A New Banking Trojan Takes on ZeuS

Researchers warn that a new banking trojan, which appeared earlier this year, has many features similar to the infamous ZeuS crimeware and displays the same level of sophistication.

Dubbed Carberp, the trojan was first discovered back in May, but it started out as a delivery platform for other malware and was probably part of a pay-per-install scheme.
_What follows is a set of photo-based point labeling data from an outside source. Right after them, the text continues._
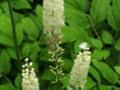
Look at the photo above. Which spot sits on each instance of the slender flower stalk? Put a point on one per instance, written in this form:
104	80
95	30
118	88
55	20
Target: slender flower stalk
53	20
80	68
29	79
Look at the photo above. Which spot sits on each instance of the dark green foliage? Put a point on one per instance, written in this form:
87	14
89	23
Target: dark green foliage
94	21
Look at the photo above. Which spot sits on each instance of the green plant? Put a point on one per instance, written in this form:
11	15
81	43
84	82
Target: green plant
93	21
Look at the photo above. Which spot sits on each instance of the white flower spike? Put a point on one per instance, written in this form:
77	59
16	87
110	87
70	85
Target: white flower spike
80	68
29	79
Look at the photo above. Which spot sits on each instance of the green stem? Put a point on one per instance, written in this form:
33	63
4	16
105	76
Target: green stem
13	30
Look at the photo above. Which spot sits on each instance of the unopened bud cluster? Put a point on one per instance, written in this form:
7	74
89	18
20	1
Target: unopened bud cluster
53	16
53	20
80	68
29	79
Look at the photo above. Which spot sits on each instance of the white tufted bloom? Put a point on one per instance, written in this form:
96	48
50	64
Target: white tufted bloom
80	69
29	79
53	16
53	20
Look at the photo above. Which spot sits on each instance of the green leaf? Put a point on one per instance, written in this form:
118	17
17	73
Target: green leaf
6	41
107	37
71	34
5	65
31	50
65	80
19	33
77	18
105	87
30	28
48	75
95	74
117	69
5	25
100	54
67	64
106	72
90	83
21	4
7	87
82	5
11	52
117	44
96	43
113	15
18	81
98	10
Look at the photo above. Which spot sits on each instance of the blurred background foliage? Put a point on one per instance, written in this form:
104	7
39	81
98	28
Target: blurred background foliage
94	21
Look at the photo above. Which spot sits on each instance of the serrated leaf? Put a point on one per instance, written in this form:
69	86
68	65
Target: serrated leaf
107	37
21	4
117	69
117	44
7	87
31	50
48	75
106	72
105	87
113	15
95	74
71	34
96	43
6	41
90	83
30	28
67	64
18	81
97	12
5	65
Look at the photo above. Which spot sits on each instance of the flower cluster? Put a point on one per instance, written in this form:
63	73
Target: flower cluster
53	16
53	20
80	68
29	79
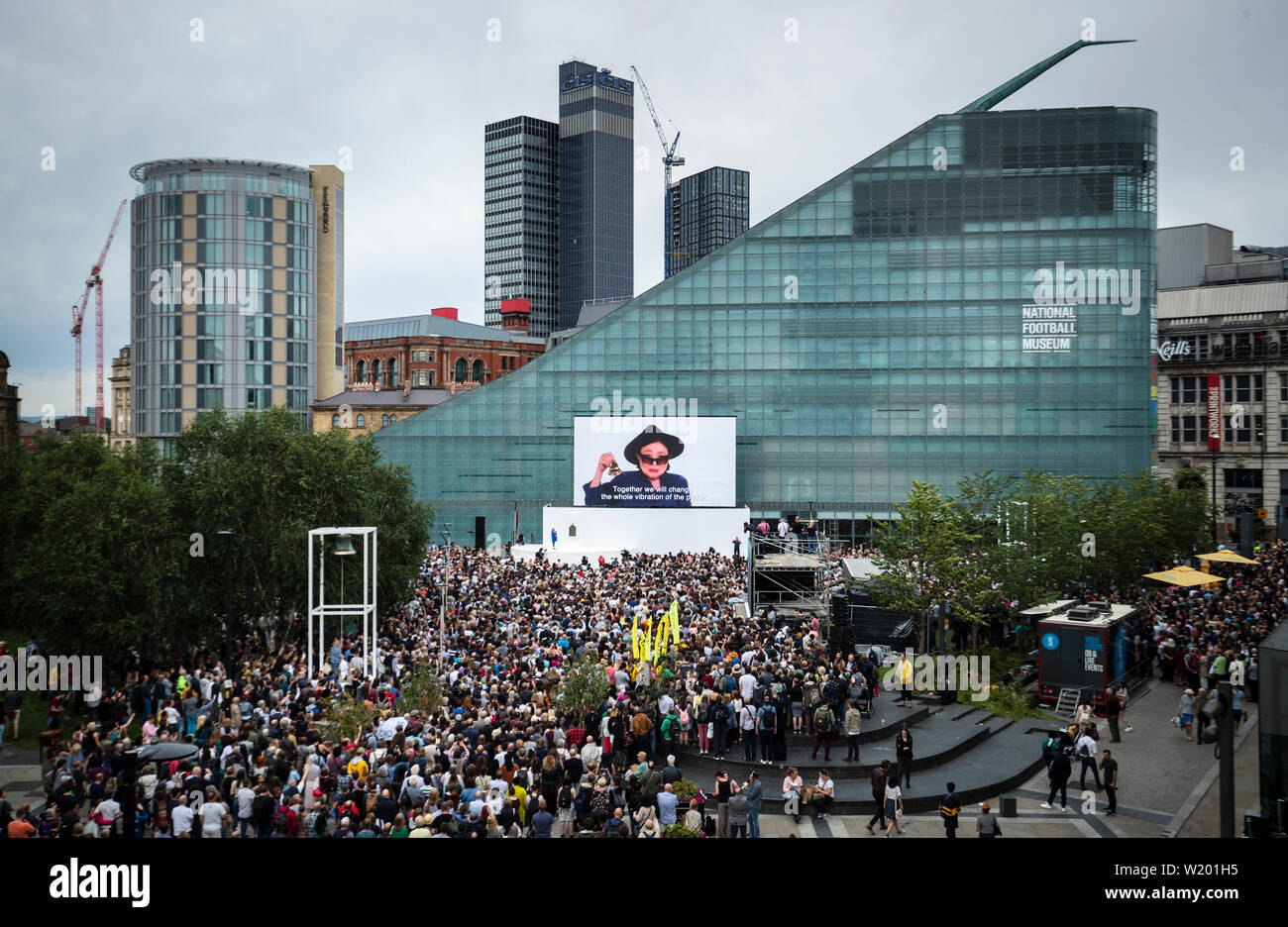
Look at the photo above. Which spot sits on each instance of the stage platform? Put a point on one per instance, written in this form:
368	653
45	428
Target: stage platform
983	754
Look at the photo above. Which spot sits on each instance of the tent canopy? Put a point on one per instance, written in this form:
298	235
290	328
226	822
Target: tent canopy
1227	557
1184	575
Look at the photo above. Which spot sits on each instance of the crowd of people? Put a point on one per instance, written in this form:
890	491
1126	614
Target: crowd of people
498	754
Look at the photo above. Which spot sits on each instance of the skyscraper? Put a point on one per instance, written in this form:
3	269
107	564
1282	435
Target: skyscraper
897	322
703	211
596	187
237	288
520	219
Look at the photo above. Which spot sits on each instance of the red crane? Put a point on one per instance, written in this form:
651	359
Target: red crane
94	282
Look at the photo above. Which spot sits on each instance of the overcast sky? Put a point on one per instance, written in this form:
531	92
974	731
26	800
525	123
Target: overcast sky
407	86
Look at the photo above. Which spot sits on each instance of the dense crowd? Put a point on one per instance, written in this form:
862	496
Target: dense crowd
500	756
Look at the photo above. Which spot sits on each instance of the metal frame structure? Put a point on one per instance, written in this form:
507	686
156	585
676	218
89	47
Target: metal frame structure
365	606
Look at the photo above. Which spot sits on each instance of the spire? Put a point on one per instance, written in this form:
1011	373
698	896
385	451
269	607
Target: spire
993	97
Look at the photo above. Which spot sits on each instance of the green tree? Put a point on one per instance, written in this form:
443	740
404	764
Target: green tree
269	481
583	687
91	554
421	690
928	555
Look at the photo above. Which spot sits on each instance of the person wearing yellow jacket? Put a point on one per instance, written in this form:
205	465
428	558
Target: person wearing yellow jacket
903	680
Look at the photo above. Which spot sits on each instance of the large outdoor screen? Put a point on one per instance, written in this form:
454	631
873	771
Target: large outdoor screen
653	463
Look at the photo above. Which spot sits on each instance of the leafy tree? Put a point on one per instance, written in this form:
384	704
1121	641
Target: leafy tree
421	690
583	687
927	555
269	481
91	554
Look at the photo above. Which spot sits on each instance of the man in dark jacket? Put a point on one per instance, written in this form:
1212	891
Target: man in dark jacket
948	809
879	776
1059	776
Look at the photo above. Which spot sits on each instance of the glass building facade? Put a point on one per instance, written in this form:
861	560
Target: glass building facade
236	288
596	187
520	237
704	211
892	325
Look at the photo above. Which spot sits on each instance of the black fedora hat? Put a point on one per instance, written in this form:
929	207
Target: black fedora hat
652	433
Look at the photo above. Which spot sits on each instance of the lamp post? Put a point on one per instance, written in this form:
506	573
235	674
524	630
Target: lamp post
224	647
442	612
161	752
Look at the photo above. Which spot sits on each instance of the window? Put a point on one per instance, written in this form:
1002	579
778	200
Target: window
1243	387
1243	479
210	374
1185	390
1186	429
259	374
210	325
1249	429
209	204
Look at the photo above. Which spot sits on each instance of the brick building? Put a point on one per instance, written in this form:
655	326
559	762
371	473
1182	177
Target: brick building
438	349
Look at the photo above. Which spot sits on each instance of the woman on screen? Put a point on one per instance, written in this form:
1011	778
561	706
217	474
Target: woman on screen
652	484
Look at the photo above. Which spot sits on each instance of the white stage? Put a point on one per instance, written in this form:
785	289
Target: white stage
590	532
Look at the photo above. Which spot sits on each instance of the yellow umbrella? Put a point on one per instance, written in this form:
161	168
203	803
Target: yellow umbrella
1184	575
1227	557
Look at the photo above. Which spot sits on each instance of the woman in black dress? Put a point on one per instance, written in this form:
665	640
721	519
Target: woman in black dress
903	751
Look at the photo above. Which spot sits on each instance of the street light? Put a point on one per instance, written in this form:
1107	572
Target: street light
228	593
442	612
161	752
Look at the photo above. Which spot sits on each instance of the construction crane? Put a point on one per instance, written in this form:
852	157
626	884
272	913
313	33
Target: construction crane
94	282
669	159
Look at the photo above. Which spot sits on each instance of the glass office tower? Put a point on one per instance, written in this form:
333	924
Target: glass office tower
596	187
520	223
915	317
703	211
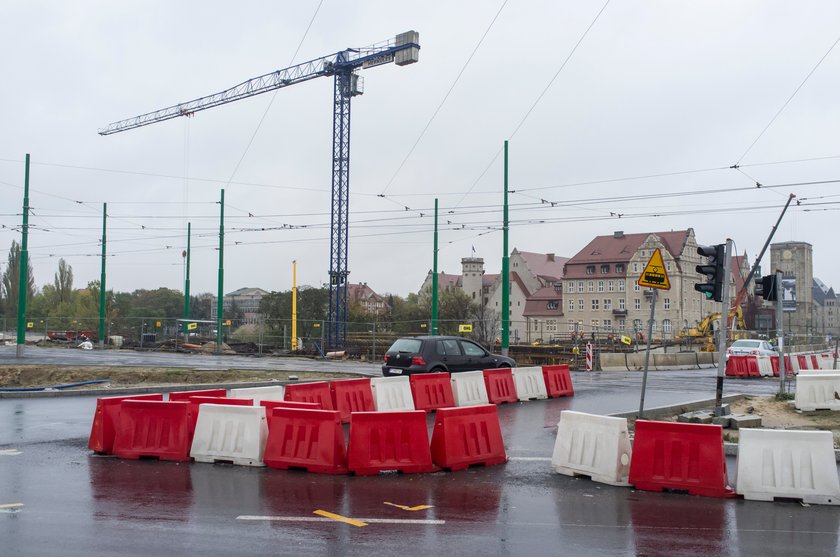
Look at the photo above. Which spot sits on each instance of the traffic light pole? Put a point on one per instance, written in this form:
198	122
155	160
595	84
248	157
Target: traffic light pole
780	331
724	313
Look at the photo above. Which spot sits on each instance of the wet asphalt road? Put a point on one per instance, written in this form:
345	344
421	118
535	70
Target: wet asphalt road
75	503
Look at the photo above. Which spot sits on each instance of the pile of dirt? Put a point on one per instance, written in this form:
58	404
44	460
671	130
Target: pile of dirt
43	376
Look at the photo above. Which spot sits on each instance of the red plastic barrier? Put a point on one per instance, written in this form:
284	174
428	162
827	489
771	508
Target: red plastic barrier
318	392
272	404
467	436
309	439
196	401
736	366
351	395
382	441
751	363
431	391
154	429
679	456
186	395
105	420
500	385
558	381
774	361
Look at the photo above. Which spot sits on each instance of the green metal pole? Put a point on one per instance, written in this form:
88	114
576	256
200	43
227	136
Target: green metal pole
505	272
23	277
187	287
102	281
220	301
434	279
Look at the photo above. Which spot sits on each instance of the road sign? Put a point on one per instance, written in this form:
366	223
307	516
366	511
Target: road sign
654	275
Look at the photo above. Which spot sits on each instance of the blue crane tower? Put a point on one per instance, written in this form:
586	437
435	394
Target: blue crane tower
344	66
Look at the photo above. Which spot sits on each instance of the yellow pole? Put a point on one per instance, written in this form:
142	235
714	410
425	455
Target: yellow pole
294	305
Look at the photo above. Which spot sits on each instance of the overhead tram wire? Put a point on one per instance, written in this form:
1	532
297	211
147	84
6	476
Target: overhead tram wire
443	101
778	112
539	97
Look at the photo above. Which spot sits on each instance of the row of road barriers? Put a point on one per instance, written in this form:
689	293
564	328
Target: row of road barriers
301	425
690	458
768	366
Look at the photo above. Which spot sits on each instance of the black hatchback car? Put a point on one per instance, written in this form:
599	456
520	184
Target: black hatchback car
427	354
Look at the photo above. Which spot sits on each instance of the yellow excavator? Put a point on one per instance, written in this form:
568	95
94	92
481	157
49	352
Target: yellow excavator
705	330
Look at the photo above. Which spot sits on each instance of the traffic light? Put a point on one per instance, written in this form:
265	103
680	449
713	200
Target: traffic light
713	288
766	287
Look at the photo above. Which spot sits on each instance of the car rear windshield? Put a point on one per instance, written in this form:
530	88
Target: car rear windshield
406	345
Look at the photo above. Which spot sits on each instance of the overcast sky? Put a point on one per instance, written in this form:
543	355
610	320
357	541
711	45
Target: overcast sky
680	89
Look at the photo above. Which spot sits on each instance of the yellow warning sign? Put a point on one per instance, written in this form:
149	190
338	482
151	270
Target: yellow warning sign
654	275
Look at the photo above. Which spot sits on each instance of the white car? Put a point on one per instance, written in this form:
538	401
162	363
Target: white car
751	347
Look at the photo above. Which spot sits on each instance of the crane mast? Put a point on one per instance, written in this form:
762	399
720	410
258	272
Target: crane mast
343	66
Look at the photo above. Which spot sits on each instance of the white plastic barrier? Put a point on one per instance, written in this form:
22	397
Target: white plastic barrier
826	361
594	446
765	366
468	388
258	394
817	391
530	383
391	394
231	434
787	463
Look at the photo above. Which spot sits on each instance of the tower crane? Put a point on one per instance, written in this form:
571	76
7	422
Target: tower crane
344	66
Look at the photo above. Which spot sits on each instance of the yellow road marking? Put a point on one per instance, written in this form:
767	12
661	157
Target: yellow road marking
340	518
405	508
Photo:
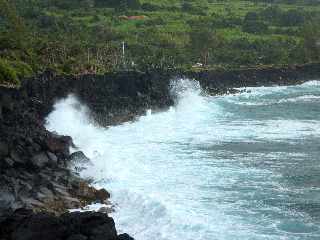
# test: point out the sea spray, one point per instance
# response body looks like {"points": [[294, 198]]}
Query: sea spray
{"points": [[210, 167]]}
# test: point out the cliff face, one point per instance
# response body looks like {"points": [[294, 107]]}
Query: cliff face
{"points": [[34, 163], [256, 76]]}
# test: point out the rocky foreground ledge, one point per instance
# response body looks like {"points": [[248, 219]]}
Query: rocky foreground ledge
{"points": [[37, 183]]}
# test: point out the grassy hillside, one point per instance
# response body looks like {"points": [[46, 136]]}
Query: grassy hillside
{"points": [[79, 36]]}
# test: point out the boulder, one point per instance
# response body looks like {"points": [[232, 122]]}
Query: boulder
{"points": [[79, 158], [58, 144], [39, 226], [9, 161], [77, 237], [40, 160], [15, 156], [102, 195], [96, 226], [52, 157]]}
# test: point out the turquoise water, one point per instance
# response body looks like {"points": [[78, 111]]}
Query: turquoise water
{"points": [[245, 166]]}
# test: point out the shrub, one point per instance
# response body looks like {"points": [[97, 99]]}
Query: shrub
{"points": [[8, 75]]}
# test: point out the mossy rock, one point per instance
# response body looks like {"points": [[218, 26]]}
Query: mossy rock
{"points": [[8, 76]]}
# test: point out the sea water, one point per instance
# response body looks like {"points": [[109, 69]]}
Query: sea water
{"points": [[244, 166]]}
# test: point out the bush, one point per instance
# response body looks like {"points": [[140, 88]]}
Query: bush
{"points": [[8, 75], [255, 27]]}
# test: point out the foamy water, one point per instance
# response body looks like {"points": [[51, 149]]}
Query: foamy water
{"points": [[243, 166]]}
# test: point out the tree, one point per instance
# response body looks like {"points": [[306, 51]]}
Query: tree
{"points": [[15, 29], [311, 41]]}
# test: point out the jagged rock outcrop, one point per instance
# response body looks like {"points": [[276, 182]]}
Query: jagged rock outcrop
{"points": [[25, 225]]}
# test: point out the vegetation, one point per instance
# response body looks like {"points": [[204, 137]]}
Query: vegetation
{"points": [[81, 36]]}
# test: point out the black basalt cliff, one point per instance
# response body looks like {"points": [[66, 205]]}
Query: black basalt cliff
{"points": [[37, 185]]}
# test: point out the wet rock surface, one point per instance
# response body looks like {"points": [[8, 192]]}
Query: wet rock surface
{"points": [[39, 177], [25, 225]]}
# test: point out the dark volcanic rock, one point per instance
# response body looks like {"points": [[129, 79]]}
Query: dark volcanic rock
{"points": [[25, 225], [40, 160]]}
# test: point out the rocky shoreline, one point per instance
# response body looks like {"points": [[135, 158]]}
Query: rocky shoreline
{"points": [[37, 185]]}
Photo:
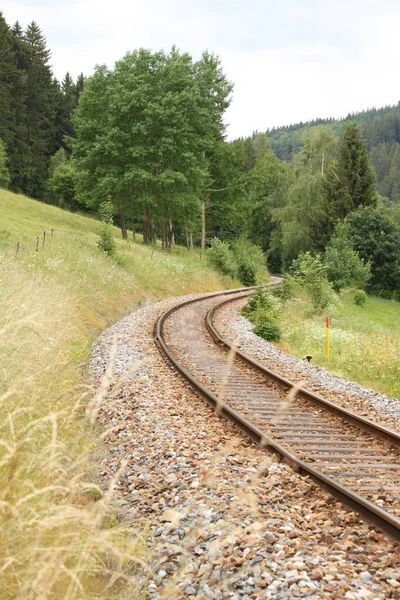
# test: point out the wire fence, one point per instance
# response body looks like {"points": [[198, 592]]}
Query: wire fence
{"points": [[40, 241]]}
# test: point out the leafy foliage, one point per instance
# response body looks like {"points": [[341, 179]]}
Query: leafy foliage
{"points": [[60, 189], [262, 310], [344, 267], [375, 235], [106, 242], [359, 297], [311, 274], [4, 174], [268, 331], [250, 260], [221, 258]]}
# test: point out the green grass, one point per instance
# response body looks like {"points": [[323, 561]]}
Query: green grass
{"points": [[57, 541], [365, 341]]}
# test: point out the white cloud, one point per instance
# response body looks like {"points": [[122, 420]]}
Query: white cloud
{"points": [[291, 61]]}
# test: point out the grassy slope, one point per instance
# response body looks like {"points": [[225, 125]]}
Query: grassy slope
{"points": [[56, 540], [365, 341]]}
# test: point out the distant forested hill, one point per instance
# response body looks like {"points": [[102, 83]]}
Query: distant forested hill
{"points": [[381, 129]]}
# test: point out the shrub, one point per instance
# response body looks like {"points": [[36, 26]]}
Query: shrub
{"points": [[268, 331], [247, 274], [344, 266], [359, 297], [4, 174], [263, 312], [250, 260], [260, 301], [106, 241], [311, 274], [221, 258]]}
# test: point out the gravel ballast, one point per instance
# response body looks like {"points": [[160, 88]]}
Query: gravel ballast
{"points": [[374, 405], [225, 519]]}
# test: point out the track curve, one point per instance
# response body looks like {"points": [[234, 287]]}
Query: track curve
{"points": [[352, 457]]}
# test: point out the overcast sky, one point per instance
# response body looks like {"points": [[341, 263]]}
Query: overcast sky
{"points": [[289, 60]]}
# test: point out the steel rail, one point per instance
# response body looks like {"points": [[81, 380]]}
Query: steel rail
{"points": [[367, 424], [370, 511]]}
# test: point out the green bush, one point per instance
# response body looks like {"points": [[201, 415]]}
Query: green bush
{"points": [[311, 274], [344, 266], [359, 297], [263, 312], [106, 241], [250, 260], [221, 258], [247, 274], [268, 331], [4, 174]]}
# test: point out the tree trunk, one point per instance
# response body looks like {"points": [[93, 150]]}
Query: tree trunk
{"points": [[171, 235], [122, 221], [164, 238], [203, 228], [133, 231], [145, 229], [187, 238]]}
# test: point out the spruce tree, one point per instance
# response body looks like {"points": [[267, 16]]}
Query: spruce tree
{"points": [[8, 73], [19, 152], [356, 178], [4, 174], [41, 107]]}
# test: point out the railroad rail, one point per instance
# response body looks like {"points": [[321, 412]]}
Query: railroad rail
{"points": [[354, 458]]}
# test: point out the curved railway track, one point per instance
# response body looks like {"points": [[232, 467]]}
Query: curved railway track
{"points": [[352, 457]]}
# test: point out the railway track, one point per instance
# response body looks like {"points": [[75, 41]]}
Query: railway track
{"points": [[352, 457]]}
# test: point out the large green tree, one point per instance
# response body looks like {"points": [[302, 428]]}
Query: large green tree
{"points": [[144, 131], [356, 179], [4, 174], [375, 235]]}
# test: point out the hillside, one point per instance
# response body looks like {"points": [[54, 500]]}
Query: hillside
{"points": [[381, 129], [52, 305]]}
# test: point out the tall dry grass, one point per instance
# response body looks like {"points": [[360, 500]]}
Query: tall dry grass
{"points": [[57, 540], [60, 537]]}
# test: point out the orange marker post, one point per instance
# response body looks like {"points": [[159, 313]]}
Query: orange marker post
{"points": [[328, 340]]}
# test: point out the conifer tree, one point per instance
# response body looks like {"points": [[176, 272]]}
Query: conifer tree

However, according to security researchers from Australia-based security vendor TrustDefender, the threat is evolving very rapidly and its creators are constantly adding new features.

The latest versions seem particularly designed to assist in financial fraud operations in a similar way to ZeuS, which currently holds the supremacy in this area of cybercrime.

Carberp can infect computers running Windows XP, as well as Windows Vista and Windows 7, and can operate from a non-administrative account.

The trojan can hook the processes of various versions of Internet Explorer and Firefox in order to intercept and monitor all Web traffic.

Like ZeuS, it has the ability to inject arbitrary HTML code into any pages displayed inside the browsers and forwards the captured sensitive information, like online banking credentials or credit card details, to a remote server.

However, Carberp's data collection server seems different from the command & control (C&C) one, probably for security reasons.

As a security researcher has recently demonstrated, a bug in the data receiving module of the ZeuS C&C servers, can lead to full system compromise.

In Carberp's case if the data server is compromised, the attackers still have control over the botnet and can update it to upload the stolen information to a new location.

Similarly to SpyEye, another threat viewed as a ZeuS killer, once installed on a system, Carberp attempts to disable other known information stealing trojans.

"While Trojans such as Zeus and Mebroot are successful and high profile; the ‘bad guys’ obviously wish to stay under the radar and with new malware and configuration files they are able to continue to infiltrate in new ways," says TrustDefender's CTO Andreas Baumhof.

"TrustDefender anticipates Carberp will further develop and could morph into a problematic threat from a financial, political and personal perspective," he adds.